One of the more challenging things about being a writer is that once you publish something, you can’t go back and correct it. So if you’re anything like me, you tend to stress over details, especially when you’re in the final stages of a manuscript. I start to question everything. Did I convey the setting accurately? Are my timelines right? What mistakes have I made in this book?
It’s a bit of a mind trap. There you are, with 70,000 plus words in front of you and you’re accountable for every single one of them. Talk about micro managing. So getting stressed out is natural. After all, no one (writer or otherwise) wants to be remembered for what they screwed up. The problem, however, is that you begin to focus not on what you’ve done right, but on what you may have done wrong.

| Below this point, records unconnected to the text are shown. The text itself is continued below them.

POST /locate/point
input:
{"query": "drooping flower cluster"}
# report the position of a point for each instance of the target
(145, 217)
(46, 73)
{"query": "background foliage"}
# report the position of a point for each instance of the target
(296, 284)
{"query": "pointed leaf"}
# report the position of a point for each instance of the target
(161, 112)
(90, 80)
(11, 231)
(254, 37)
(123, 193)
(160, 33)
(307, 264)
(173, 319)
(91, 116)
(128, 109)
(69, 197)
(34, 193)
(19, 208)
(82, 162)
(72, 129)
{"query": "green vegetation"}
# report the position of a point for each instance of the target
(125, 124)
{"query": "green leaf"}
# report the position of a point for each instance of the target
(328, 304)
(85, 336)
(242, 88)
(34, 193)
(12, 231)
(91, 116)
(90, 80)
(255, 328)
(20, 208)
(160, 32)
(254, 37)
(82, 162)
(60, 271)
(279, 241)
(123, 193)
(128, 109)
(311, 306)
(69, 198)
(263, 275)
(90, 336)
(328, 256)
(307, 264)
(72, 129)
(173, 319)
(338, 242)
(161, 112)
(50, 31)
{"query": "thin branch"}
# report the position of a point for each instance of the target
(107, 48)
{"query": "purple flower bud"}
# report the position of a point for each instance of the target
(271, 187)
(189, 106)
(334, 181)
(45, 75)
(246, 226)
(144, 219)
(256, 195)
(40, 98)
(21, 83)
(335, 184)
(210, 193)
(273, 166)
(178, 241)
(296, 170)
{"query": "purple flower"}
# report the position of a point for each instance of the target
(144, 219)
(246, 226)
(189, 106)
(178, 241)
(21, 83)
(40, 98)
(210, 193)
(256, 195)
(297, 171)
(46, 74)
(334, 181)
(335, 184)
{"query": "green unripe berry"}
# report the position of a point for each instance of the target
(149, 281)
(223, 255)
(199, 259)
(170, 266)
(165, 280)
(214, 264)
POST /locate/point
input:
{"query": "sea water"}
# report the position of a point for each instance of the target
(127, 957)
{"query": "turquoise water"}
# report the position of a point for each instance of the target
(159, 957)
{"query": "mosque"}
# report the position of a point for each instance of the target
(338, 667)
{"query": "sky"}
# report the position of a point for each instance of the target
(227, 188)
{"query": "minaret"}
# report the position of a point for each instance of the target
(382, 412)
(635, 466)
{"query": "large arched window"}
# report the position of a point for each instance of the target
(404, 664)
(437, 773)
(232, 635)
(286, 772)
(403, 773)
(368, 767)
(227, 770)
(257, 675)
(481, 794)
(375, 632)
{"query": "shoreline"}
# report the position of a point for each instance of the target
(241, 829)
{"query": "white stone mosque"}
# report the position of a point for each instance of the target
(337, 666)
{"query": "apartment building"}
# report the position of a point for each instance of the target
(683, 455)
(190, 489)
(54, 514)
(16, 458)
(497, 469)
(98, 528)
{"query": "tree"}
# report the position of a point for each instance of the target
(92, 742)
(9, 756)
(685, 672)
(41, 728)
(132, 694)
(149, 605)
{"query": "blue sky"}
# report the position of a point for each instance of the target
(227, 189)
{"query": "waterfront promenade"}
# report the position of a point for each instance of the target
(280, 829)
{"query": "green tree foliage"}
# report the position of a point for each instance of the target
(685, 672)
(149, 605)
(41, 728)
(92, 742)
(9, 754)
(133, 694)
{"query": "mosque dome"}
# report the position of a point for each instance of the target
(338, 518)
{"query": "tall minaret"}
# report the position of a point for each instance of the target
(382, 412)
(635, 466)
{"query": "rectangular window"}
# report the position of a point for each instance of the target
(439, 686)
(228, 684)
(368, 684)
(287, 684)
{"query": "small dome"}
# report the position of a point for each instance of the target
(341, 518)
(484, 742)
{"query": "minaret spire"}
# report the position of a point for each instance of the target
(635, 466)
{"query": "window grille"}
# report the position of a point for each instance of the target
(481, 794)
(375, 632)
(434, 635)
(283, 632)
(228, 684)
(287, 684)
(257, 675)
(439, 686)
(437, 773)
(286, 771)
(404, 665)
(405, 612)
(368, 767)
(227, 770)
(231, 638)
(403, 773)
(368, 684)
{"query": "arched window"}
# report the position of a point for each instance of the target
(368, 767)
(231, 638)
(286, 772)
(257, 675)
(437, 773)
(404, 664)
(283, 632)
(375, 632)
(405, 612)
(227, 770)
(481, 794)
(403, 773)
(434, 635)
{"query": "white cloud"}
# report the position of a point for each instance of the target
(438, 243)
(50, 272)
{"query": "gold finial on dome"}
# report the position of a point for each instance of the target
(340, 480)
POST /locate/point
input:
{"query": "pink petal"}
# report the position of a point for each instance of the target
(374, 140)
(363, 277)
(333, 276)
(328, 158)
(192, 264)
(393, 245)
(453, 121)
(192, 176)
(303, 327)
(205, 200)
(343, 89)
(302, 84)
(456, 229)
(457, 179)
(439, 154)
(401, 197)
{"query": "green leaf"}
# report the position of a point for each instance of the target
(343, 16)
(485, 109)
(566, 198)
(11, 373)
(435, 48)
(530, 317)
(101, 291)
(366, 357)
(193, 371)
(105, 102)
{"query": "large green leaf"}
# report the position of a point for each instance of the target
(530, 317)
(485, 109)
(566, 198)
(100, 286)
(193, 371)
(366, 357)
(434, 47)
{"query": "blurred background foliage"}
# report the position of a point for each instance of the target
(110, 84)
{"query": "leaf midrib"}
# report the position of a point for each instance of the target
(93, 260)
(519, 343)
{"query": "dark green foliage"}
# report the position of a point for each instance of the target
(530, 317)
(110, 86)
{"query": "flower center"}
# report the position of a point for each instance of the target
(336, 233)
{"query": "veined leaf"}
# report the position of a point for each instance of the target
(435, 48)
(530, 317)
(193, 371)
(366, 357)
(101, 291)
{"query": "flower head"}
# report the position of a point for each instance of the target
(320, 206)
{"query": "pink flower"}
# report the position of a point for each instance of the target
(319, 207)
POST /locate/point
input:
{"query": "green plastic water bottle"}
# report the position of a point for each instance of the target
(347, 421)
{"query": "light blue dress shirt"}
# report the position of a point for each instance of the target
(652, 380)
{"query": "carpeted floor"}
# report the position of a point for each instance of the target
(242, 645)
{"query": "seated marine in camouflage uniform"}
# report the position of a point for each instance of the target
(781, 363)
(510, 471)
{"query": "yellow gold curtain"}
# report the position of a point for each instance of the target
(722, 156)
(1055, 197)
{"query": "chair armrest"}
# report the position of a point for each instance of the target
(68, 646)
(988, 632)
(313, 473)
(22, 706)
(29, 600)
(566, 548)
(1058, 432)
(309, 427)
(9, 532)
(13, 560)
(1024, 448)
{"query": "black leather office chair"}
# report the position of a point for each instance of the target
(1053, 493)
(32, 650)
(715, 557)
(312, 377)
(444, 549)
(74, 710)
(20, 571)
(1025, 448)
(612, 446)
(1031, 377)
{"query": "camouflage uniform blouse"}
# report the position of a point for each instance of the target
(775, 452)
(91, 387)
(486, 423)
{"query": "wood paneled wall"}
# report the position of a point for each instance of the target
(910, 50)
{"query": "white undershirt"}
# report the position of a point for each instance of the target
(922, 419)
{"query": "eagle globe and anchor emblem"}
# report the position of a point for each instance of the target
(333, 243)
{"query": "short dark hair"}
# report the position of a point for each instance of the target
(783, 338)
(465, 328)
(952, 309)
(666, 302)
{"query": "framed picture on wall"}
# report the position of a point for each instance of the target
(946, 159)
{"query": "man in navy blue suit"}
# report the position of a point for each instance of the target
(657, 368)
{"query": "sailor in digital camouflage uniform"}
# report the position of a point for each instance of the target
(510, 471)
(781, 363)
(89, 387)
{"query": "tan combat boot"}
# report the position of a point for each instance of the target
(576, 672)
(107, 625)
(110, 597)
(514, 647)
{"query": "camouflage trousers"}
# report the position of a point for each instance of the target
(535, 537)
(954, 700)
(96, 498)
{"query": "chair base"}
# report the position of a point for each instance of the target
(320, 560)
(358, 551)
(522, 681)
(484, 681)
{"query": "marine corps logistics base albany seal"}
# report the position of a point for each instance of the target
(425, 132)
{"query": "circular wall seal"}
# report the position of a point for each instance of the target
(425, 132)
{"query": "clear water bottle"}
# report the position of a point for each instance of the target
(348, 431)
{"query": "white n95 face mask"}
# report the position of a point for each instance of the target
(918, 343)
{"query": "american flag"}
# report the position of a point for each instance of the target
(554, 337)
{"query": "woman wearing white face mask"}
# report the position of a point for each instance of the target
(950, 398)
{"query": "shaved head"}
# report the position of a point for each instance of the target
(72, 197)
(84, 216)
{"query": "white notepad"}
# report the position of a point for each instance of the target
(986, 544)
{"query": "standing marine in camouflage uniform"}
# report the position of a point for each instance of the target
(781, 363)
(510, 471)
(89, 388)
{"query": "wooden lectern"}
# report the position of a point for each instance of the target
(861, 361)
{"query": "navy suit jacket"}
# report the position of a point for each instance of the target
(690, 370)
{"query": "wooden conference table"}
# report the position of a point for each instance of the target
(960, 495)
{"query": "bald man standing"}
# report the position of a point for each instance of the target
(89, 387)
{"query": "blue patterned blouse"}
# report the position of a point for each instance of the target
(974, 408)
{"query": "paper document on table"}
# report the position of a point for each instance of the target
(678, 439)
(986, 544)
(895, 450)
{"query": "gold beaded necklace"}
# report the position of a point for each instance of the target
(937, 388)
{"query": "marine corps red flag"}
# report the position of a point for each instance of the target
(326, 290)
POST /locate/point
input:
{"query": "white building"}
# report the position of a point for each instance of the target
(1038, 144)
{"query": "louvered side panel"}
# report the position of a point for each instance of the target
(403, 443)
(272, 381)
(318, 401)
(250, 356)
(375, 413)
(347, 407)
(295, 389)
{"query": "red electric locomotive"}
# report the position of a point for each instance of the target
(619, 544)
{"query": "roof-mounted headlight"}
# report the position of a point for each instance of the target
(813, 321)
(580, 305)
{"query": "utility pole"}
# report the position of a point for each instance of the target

You take stock of your potential mistakes and not your achievements. And this can prevent you from appreciating what you’ve created. Which is a freaking novel. Or a short story. Or a poem. Or whatever it is you’ve written.
I once heard that Persian rug makers leave a deliberate mistake in their rugs, the reason being that we, as humans, are imperfect by nature. When I was in the final edits of my last novel, Natural Order, I did the same. I left a deliberate mistake in the text. And while the mistake wasn’t an obvious one – I hope not, anyway – knowing it was there took a burden off my shoulders. My deliberate mistake made my other mistakes, the unintentional ones, forgivable. And while it’s important that writers try very, very hard to get things right, it’s more important to remember that we’re humans first and writers second.
If you’re in the final stages of your writing and stressing over perfection, go ahead and insert your deliberate mistake. Not only will it free you up, it will also give you permission to stand back and appreciate the tapestry you’ve created.